Dog owners at the meeting had mixed feelings about the new fines.
“I think these fines are awful but that’s the point,” said Kim Richard in support of the ordinance.
“You’re casting a big net out, and there are people who are going to get caught in it,” who don’t deserve to be, said Chris Johnson, speaking against it.
Shawn Smith, whose widely publicized tactic of wrapping dog excrement found on his lawn in bacon, had little to say.
“I just have a series of pictures,” he told council, passing around a photo of the Elementary School playground sign that clearly states dogs are not allowed, accompanied by four more pictures of dog feces on the artificial turf there.
“If there’s not an issue with dog defecation around here then I’ll keep my mouth shut for the rest of the time I live here, which will be for the rest of my life,” he said.
Gold Run Affordable Housing Prices Set
With the Gold Run affordable housing project located at the east end of Telluride now 70 percent complete, council, acting both as itself and as the not-for-profit Block 23 Housing Corporation, on Tuesday approved pricing recommendations and maximum income thresholds on the 12 single-family homes and three duplex buildings located across the street from Wilkin Court and the Lone Tree Cemetery.
The development is the area’s first affordable housing project undertaken jointly by San Miguel County and the Town of Telluride, and each of the 18 units will be price-capped, owner-occupied and deed-restricted.
The San Miguel County Commissioners unanimously approved the same pricing and income limitation structure when it met last week.
The two one-bedroom units located in the complex are targeted for households earning 85 percent of the average median income for San Miguel County and are priced at $194,700 and $197,100.

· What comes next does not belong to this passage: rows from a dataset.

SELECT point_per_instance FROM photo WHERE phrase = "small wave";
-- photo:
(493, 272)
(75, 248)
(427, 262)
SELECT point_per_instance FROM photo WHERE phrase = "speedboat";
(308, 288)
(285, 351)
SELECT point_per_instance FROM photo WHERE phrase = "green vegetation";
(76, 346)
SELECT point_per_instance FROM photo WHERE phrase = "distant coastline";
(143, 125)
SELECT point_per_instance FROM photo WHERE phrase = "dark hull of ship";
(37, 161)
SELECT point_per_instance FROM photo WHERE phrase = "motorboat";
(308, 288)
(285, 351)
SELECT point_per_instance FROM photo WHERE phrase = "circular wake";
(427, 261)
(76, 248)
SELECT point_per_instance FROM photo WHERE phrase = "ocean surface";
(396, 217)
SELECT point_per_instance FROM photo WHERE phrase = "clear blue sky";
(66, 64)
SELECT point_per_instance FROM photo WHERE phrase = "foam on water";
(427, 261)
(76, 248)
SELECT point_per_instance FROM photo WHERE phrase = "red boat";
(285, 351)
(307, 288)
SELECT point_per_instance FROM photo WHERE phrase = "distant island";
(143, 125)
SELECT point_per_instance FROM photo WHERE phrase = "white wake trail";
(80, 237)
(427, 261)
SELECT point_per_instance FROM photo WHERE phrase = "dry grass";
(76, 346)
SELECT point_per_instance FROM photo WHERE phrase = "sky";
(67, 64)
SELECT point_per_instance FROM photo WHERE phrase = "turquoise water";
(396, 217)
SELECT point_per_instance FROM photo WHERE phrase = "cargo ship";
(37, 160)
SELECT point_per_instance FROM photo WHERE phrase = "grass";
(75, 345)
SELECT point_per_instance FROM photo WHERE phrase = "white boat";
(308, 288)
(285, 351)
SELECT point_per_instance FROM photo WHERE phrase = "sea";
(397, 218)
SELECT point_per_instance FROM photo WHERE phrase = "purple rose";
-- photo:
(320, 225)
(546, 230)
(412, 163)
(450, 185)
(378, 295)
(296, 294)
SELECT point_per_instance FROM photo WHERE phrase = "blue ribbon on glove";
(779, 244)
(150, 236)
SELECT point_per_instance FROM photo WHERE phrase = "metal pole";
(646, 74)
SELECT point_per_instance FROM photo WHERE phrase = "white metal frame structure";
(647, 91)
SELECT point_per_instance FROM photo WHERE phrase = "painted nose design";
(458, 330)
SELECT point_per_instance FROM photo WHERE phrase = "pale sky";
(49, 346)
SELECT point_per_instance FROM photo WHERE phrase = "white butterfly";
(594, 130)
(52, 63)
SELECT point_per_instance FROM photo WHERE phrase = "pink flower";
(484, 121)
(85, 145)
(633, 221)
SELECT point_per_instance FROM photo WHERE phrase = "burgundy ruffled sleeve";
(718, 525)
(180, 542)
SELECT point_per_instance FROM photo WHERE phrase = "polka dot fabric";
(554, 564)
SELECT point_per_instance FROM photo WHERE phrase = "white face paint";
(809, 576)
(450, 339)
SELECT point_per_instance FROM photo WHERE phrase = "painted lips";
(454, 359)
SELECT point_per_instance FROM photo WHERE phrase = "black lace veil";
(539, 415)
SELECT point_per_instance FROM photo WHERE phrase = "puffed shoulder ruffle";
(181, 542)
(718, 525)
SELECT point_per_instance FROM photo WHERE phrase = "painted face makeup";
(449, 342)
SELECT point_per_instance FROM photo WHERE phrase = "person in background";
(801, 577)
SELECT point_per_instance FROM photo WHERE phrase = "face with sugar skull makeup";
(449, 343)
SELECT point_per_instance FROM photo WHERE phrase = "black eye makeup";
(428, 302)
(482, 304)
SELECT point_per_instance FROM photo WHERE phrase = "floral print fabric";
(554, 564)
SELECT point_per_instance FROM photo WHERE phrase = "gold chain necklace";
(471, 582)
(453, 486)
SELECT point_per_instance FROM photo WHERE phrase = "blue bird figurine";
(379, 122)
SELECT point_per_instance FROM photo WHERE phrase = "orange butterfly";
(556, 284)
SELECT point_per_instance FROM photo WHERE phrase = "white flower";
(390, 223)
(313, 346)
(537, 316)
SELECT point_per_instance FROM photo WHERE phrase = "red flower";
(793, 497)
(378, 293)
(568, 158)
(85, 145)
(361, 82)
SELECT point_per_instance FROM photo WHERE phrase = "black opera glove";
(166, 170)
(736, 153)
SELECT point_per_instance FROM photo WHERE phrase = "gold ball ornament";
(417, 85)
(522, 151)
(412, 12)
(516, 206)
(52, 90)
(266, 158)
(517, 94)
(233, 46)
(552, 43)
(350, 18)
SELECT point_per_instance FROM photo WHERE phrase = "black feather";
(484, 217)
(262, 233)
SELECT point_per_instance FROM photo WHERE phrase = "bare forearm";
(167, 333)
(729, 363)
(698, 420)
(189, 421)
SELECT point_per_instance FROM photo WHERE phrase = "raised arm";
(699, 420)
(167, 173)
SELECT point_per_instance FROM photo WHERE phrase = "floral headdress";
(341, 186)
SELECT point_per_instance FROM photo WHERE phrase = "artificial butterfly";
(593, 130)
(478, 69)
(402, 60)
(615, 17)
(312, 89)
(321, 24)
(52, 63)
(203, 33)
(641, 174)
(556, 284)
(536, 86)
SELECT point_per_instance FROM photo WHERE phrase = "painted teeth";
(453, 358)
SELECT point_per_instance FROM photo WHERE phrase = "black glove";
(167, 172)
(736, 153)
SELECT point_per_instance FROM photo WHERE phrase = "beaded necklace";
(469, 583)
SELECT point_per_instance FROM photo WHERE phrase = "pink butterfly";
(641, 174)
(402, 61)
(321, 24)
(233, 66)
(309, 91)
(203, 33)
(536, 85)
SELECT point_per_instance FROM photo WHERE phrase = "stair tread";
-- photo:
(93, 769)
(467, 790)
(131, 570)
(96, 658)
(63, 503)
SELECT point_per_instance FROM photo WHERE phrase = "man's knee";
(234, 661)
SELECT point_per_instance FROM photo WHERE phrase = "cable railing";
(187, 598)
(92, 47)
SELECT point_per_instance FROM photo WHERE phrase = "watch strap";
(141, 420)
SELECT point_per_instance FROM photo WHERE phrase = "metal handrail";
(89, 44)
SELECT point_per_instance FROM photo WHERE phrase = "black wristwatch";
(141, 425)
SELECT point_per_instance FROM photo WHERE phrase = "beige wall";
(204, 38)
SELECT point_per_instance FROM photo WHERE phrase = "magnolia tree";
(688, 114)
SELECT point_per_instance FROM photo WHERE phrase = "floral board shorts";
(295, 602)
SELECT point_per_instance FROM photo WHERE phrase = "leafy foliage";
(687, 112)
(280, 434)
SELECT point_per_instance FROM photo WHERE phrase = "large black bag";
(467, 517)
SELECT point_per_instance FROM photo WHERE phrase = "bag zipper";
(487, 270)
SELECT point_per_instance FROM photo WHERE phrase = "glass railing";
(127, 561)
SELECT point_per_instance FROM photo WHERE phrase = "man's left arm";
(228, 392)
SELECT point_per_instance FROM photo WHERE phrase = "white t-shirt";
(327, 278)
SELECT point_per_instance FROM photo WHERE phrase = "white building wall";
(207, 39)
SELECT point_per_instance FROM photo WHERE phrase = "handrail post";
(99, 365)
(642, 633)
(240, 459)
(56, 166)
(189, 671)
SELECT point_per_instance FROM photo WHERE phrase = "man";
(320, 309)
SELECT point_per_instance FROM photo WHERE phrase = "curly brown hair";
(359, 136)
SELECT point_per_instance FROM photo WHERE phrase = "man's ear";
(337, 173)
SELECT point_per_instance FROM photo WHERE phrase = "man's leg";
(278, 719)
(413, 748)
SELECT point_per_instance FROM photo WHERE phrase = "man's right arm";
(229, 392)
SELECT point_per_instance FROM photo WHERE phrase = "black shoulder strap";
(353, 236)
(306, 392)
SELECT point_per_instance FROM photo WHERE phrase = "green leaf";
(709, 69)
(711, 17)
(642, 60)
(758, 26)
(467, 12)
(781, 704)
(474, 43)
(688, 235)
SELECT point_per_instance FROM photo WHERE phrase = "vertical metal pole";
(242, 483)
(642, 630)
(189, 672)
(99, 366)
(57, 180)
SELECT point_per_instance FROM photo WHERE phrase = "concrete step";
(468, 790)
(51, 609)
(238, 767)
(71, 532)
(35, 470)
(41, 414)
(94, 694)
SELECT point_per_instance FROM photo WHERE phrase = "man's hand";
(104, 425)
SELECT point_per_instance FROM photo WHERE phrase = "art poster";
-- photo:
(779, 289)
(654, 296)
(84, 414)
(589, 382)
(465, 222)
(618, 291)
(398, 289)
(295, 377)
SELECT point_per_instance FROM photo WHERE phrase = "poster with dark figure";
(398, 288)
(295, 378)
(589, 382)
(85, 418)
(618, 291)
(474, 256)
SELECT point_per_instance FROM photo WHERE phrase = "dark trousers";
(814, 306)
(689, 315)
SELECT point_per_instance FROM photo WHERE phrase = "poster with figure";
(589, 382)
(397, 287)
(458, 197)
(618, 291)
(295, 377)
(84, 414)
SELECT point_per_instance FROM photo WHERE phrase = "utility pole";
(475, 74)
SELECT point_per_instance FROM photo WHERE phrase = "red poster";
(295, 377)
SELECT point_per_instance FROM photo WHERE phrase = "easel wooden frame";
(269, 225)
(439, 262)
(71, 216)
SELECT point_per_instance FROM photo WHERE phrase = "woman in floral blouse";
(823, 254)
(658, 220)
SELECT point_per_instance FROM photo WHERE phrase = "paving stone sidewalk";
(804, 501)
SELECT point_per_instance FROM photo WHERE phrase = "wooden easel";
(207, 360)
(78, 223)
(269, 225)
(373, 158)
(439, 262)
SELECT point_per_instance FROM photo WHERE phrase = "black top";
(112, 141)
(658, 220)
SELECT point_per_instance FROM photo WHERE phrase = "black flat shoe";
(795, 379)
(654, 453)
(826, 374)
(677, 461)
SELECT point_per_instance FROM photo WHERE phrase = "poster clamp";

Five two-bedroom units in the complex are targeted for households earning 105 percent of AMI and range from $268,600 to $279,200. The remaining 11 three-bedroom units target 120 percent AMI and range from $320,500 to $359,000.
Both one-bedroom units and three two-bedroom units are listed as Tier 1 properties, meaning their owners cannot earn more than 120 percent AMI to qualify to purchase them. The remaining two- and three-bedroom units are considered Tier 2, which carries a maximum income threshold of 150 percent AMI.
One of the two-bedroom units will be sold to the Telluride R-1 School District for use by their employees, and the remainder will be sold to qualified candidates through a lottery process that is scheduled to commence on Aug. 27.
Bear Creek Preserve Annexed, Zoned
Six parcels of open space totaling about 382 acres, located south of Town Park in Lower Bear Creek and collectively known as the Bear Creek Preserve, officially became part of the town on Tuesday when council unanimously approved the second reading of an ordinance to annex the property into its corporate and municipal boundaries.
In another vote, council also approved the second reading of an ordinance to amend the town’s zone district map to zone the parcels into the Open Space Conservation Easement Zone District created last year for purposes of preserving the Valley Floor as open space and protecting it from future development.
In a third and final action related to the matter council also unanimously approved a resolution to amend the 2006 Master Plan Land Use Map to incorporate the newly annexed parcels.
The land is protected from development and commercial use by a conservation easement held by the local San Miguel Conservation Foundation, and was part of unincorporated San Miguel County prior to the annexation.